Critical Discourse Analysis (CDA) has been considered a potential theory for the unveiling of power relations and ideologies commonly found in discourse. Many theoreticians agree on the fact that CDA has contributed to the understanding of several linguistic phenomena that usually portray obfuscated hegemonies, since language is a powerful tool for disseminating biased assumptions as well as ideologies. Nonetheless, why did CDA attract severe criticisms from a wide range of scholars in the 1990s? These critics presented a full list of problems concerning the methods and approaches often utilized by critical discourse analysts. Among the criticisms, problems of reception and representativeness are claimed to pervade most of the treatment given by CDA researchers to their data. Despite all this, the keenness of critical discourse analysts to display a methodological ground to the discipline has had its positive results - CDA is now a recognized and well-established branch of Applied Linguistics in the international context, within the interface between the Social Sciences and the Humanities.
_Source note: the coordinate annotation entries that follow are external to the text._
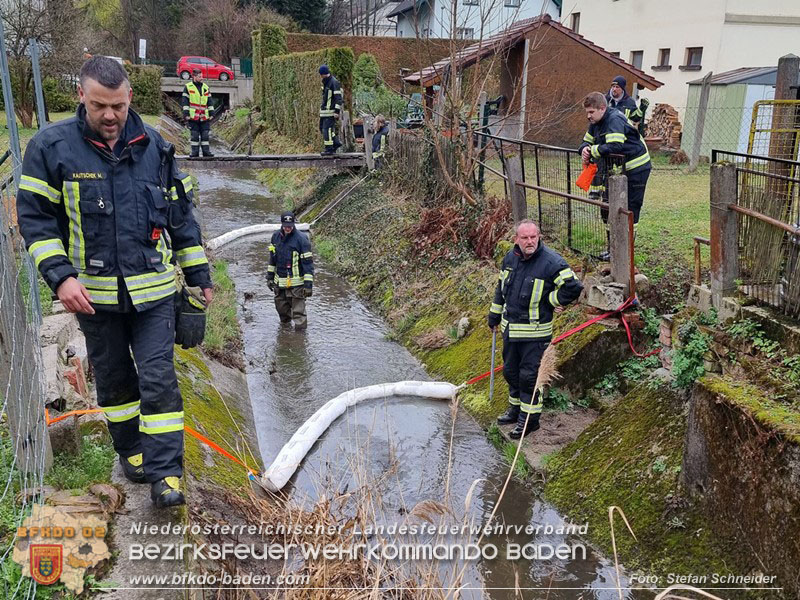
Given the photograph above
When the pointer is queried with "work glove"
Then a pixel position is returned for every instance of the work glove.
(190, 320)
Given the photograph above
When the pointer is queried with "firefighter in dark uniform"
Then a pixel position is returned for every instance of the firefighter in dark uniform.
(196, 113)
(380, 141)
(290, 273)
(104, 228)
(534, 281)
(618, 98)
(611, 133)
(329, 111)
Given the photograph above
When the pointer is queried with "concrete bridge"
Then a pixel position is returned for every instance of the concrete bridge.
(276, 161)
(229, 93)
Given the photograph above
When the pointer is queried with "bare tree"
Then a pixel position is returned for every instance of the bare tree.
(53, 25)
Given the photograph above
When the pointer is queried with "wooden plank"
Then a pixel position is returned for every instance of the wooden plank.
(275, 161)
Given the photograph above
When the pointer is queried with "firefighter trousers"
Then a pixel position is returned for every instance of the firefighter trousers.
(330, 138)
(200, 131)
(521, 360)
(291, 305)
(138, 394)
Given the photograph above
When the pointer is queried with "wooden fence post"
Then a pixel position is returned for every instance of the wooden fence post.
(724, 232)
(620, 241)
(700, 122)
(512, 165)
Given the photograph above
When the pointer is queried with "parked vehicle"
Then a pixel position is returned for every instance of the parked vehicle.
(210, 69)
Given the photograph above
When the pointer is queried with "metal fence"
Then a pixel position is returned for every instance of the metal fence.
(768, 205)
(24, 451)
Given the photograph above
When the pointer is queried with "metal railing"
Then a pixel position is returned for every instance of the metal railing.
(768, 206)
(562, 209)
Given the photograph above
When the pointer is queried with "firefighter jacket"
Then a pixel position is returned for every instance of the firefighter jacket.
(615, 134)
(195, 101)
(528, 290)
(380, 141)
(111, 220)
(290, 259)
(331, 97)
(626, 105)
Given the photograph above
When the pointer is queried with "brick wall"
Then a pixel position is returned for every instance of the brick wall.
(561, 72)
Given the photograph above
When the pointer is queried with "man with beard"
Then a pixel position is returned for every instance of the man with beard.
(534, 282)
(102, 207)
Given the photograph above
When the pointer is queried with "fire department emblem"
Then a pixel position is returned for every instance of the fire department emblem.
(46, 563)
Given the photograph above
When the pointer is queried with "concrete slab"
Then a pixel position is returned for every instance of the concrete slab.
(58, 329)
(140, 511)
(557, 430)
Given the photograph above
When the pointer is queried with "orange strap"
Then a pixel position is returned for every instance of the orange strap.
(188, 430)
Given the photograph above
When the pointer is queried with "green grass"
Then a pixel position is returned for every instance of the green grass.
(222, 327)
(91, 465)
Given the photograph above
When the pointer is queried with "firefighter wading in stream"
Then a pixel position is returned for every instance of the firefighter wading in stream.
(290, 273)
(101, 221)
(534, 281)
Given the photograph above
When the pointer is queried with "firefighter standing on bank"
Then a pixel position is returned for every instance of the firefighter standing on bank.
(290, 273)
(101, 222)
(534, 281)
(196, 113)
(611, 133)
(329, 111)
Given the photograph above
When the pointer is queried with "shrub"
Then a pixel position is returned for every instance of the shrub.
(366, 73)
(273, 40)
(291, 90)
(146, 84)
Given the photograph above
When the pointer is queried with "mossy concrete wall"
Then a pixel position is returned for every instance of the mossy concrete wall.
(742, 463)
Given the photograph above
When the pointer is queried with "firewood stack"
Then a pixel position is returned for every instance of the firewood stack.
(665, 123)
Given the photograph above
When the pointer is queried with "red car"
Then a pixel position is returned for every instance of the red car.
(210, 69)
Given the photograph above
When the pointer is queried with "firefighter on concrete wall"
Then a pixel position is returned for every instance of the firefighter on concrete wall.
(105, 215)
(196, 113)
(329, 111)
(290, 273)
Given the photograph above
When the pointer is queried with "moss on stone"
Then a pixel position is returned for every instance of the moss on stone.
(214, 416)
(631, 458)
(773, 415)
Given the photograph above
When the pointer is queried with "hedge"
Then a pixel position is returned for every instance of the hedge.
(291, 90)
(146, 84)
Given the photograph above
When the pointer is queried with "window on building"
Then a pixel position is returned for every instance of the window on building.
(693, 61)
(576, 22)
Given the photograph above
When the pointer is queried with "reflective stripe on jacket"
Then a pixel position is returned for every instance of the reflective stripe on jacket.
(195, 102)
(331, 97)
(290, 260)
(527, 291)
(105, 219)
(380, 141)
(615, 134)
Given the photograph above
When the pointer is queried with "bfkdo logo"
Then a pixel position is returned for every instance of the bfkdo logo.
(46, 562)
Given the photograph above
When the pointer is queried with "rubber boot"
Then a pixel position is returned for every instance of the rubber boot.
(166, 492)
(132, 468)
(510, 416)
(521, 429)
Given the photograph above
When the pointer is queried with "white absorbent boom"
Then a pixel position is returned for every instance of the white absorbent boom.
(295, 450)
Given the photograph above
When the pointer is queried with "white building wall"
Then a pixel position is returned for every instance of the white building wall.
(482, 17)
(732, 33)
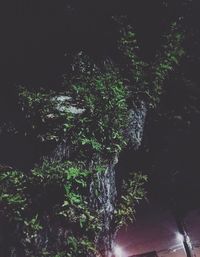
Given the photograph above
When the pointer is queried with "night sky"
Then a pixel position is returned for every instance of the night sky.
(35, 35)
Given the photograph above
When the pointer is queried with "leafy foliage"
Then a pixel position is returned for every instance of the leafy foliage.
(146, 80)
(90, 113)
(132, 193)
(20, 193)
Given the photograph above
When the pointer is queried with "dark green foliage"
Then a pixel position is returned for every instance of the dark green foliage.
(20, 195)
(132, 193)
(98, 128)
(146, 80)
(90, 114)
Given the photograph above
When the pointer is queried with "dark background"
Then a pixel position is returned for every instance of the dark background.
(36, 35)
Recent publication, principally from Fairclough and his colleagues, has taken into considerable account some of the criticisms, by responding to these critics accordingly. In Brazil, however, there has been a "deafening silence" about this issue, especially because researchers seem to disregard these criticisms. In this paper, I intend to "break this silence" and bring into discussion some of these criticisms and their impact on CDA and the application of its theory in Brazilian research. The main aim of the paper is to see whether some research on CDA in Brazil has presented the same problems posed by these critics, by analyzing four articles that use CDA as an orienting theory, published in a special issue on CDA from a well-known Brazilian journal entitled D.E.L.T.A. The results have indicated that some of the problems outlined by these critics also appear on the articles analyzed, which shows that critical discourse analysts in Brazil should pay special attention to the way they approach and treat their data.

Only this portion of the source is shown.